My main reading time - I call it train reading - is travelling to or from work. Just at present much of this has been focused on local history. I am trying to make real progress on my long held dream of writing a full history of Australia's New England. This has been a personal target for a very long time, and I am beginning to feel that if I don't complete it now I never will.
In the midst of my local history I took a break to read Robert L Heilbroners' The Worldly Philosophers:The Lives, Times and Ideas of Great Economic Thinkers (Touchstone, New York, revised seventh edition, 1999). I enjoyed this book. He really writes well. But it also reminded me how much economics is a creature of its time.
One of my key points in thinking about Australian economic policy is a simple one. Australia is too small to affect the global economy in any real way. We can only mange our response to global changes. I am wondering a little if the Australian Government has this sufficiently in mind.
During the week an Australian economist, I think it was Barry Hughes but only saw the reference in passing, made the very sensible point that we should not conflate output and sales.
The savage downturn in global production means that inventories, stocks, have been falling. This could only go so far before production started to turn up to meet base demand. I think that this is now happening, hence the many references to green shoots. However, this does not mean that sales are or will increase. We may, and this is the link to Helbroner, simply move to a lower equilibrium level.
The various global stimulation measures are intended not just to ease the downturn, but also to prevent the lower equilibrium by increasing sales, thus starting a real recovery. Frankly, I am coming to fear that we would have been better off letting the downturn bite and then inflating. I say this because the size of the stimulus packages is likely to leave many Governments' greatly enfeebled. The risk is a return to the 1970s.
Since September the Australian economy has performed much as I expected, although both the loss of domestic confidence and the size of the global downturn has been greater than I expected.
I said from the beginning that the key thing that I was watching was Australia's international trading position.
Our balance of trade in goods and services went positive at just the time we needed. We needed this, among other things, to give Government greater room to move.
The value of our currency also declined as just the right time. I thought that this was silly and said so because it did not reflect the fundamentals. Still, it did help from a narrow domestic viewpoint. Since then the Oz dollar has appreciated, if more against the US dollar than the Trade Weighted Index. The second is important because it is a broader measure.
The balance of trade in goods and services for March actually showed a further strengthening.
I was trying to explain to a friend why this was important. Like the US, Australia was living above its means. This was reflected in low savings and a deficit on the current account.

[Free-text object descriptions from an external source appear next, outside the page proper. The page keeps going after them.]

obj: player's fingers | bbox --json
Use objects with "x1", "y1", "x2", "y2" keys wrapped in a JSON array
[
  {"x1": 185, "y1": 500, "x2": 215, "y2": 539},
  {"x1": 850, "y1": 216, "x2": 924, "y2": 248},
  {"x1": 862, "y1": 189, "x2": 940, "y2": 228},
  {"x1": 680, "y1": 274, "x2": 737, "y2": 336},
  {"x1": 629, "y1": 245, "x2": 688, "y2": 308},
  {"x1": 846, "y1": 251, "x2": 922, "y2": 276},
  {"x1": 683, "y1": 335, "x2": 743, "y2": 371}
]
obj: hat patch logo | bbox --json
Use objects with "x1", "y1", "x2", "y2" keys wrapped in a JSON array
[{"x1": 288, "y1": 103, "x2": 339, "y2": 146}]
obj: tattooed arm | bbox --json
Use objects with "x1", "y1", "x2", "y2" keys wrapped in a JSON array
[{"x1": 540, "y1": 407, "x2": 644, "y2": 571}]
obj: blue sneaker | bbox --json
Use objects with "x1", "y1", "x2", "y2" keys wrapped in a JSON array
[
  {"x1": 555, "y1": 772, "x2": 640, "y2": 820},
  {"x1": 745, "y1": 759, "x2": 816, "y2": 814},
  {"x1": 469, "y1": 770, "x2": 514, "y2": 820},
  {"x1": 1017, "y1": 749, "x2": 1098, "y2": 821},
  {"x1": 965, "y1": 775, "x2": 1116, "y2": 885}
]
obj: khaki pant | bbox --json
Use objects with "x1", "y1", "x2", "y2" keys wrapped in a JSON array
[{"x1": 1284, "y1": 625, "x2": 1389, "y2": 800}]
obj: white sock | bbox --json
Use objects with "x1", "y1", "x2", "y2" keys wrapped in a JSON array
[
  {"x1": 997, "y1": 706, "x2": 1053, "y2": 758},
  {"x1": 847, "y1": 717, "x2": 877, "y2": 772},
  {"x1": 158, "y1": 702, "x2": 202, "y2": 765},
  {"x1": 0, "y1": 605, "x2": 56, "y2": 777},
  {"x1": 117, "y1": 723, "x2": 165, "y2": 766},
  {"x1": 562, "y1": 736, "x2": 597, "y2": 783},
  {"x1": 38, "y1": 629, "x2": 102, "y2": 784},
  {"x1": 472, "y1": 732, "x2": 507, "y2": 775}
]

You can see this in the attached graph from the Australian Bureau of Statistics. back in 2007 we were in deep deficit. Had this continued, the adjustment impact of the downturn on Australia would have been very harsh.
The change in performance since then has been quite remarkable. Yes, the mineral boom helped, and we are being affected as existing contracts near their end. But we still have a real buffer.
We have in fact done a fair bit better than I expected. One of my concerns was that Government stimulus measures would spin over into deficit on the trade account. So far we have avoided this, in part because of an increase on exports of agricultural products. In global terms, this is a very good performance.
Now look at the next graph. This shows volume retail sales expressed in trend terms on a quarterly basis. Remarkable, isn't it, given the global downturn? You wouldn't know from this graph that Australia was in quite a deep downturn. You can see why I was worried about the trade figures in the context of the stimulus measures.
I have an absolutely dreadful forecasting. Based on savings rates and asset prices I forecast the latest downturn two years before it happened! Still, what can we say?
My feeling is that the global recession is bottoming because of the production/inventory cycle. So we are then going to see an up-tick in purchases and production. What happens then depends upon other things.
There is a fair bit of surplus capacity around, so this upturn will not immediately translate into sustained growth. However, there is a lot of Government capital spend starting to come on line. This will push demand.
This is where my thinking gets very unclear. I need to think some more!